Tanto na sociedade, quanto nas cooperativas, a busca pela geração de energia limpa, sustentável e que causem menos impactos ao meio ambiente tem se tornado uma meta prioritária. Uma das possibilidades mais promissoras tem sido o desenvolvimento dos biodigestores ou o biogás, que se mostrou uma alternativa eficiente na gestão de resíduos, além da redução das emissões de gases e do efeito estufa. O Brasil tem tudo para se tornar uma referência nessa produção, pois reúne todos os seus requisitos necessários, que vão desde potencial de resíduos agrícolas, urbanos como lixo, esgoto e dejetos animais.

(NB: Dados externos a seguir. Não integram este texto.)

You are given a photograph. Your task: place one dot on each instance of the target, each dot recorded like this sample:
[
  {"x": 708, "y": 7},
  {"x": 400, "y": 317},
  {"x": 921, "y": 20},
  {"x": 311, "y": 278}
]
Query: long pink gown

No ano passado, foi apresentado o Projeto de Lei do Combustível do Futuro (PL 4516/2023) que, se aprovado, impulsiona a produção do biogás e do biometano. A ideia é investir em infraestrutura para a produção, transporte e distribuição do biocombustível, além de definir regras claras sobre o seu uso. A meta é alcançar 5% na matriz energética nacional até 2030, estimulando o aumento de sua demanda e o crescimento no mercado.
Para reforçar o setor, o ministro da fazenda Fernando Haddad, lançou no ano passado, em Nova York, os títulos soberanos sustentáveis, ou títulos verdes. Ele tem como objetivo financiar os projetos de sustentabilidade que podem colaborar para a competitividade das cooperativas. A ideia é levantar mais de US$2 bilhões em emissões.
Marco Morato, coordenador de Meio Ambiente e Energia do Sistema OCB, explicou que a iniciativa vai colaborar para garantir o protagonismo do cooperativismo na transição energética e possibilitar a diversificação de produtos e serviços, gerando renda, produzindo ativos ambientais e conferindo melhor qualidade de vida à comunidade local.
O tema é mais do que necessário, de acordo com um estudo inédito produzido pela Associação Brasileira de Empresas de Limpeza Pública e Resíduos Especiais (Abrelpe), apenas na destinação de resíduos, o país tem condições de reduzir as emissões de 29 milhões de toneladas de gás carbônico (CO2), o equivalente por ano a geração de eletricidade pelas unidades de destinação de resíduos de mais de 280 MW. Isso representa o volume suficiente para abastecer uma população de cerca de 1,5 milhão de pessoas.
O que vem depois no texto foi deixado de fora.